A few seconds later, however, the other Romney returned. As he was making his way out of the staging area, a "sixtysomething" snowbird from Minnesota named Russ Sylvester sidled over and extended his hand. Romney shook it. But when Sylvester, who had waited through multiple post-rally interviews for face-time with the candidate, posed a quick question-- "Governor, do you have a moment?"--Romney flashed him a suspicious look. "Well, I just have to finish up..." he said, trailing off and turning around, aimlessly, looking for a nonexistent microphone to unhook from his belt. I got the sense that Romney was hoping Sylvester would disappear--which is, in a way, understandable, considering that he could be forced to, like, answer a disagreeable question (there was, after all, a gentleman parked outside the hangar with a giant sign that read "Make the Rich Angry. Vote John McCain.")
But when Romney turned around, Sylvester was still there. The man started again to speak, but Romney lifted a finger to his lips and motioned to Ann, who was now in the middle of her interview with Mika. "Have to be quiet," he whispered, brushing past Sylvester to sign a few autographs. "Is he coming back?" Sylvester asked me. I shrugged. A typical retiree, khaki golf jacket and all, he shuffled slowly behind Romney for a few steps, and even tapped him on the shoulder. No response. Fifteen seconds later, Mitt was out the door.

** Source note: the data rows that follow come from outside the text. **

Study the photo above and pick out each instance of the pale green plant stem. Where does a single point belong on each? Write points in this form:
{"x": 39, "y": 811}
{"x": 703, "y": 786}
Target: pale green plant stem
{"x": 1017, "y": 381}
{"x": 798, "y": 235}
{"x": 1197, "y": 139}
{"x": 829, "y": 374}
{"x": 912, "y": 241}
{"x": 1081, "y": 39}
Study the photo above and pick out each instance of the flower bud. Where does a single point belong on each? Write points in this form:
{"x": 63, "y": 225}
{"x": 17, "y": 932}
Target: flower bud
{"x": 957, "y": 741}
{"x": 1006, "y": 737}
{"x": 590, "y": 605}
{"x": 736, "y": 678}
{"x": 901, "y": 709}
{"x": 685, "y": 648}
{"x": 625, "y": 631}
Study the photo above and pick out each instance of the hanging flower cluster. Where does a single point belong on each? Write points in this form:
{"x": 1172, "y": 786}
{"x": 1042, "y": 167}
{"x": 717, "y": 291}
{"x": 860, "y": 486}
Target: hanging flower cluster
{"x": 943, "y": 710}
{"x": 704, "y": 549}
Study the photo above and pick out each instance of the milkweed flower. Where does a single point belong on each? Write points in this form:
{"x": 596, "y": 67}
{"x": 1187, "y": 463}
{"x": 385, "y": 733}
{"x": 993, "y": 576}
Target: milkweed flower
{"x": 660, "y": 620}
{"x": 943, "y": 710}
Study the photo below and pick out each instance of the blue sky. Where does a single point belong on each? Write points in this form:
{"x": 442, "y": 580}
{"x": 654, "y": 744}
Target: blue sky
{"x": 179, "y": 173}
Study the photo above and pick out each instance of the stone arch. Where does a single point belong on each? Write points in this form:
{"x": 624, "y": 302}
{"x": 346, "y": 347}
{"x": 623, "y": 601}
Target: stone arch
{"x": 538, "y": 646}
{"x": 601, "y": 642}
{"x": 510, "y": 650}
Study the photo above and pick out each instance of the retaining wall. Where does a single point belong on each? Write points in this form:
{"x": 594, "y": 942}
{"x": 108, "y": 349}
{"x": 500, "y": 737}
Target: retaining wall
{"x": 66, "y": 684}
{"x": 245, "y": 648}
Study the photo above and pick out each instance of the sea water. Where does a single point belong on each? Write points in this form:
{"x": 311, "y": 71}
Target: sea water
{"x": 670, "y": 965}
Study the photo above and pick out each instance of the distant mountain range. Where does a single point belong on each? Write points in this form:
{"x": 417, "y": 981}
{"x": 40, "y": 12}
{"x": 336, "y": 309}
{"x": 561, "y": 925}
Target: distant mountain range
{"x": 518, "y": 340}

"What did you want to ask? I said to Sylvester.
"Well, I was going to tell him I've been a national delegate three times. Once for Ronald Reagan and twice for George Bush, Sr. And I wanted to get a good picture with him 'cause I'd like to run for national delegate supporting him."
"He didn't know that," added Sylvester's wife, Lemay.
"And I didn't get a chance to tell him."
"Kind of moved quickly, huh?" I asked.
"He did," said Sylvester, nodding. "It's unfortunate."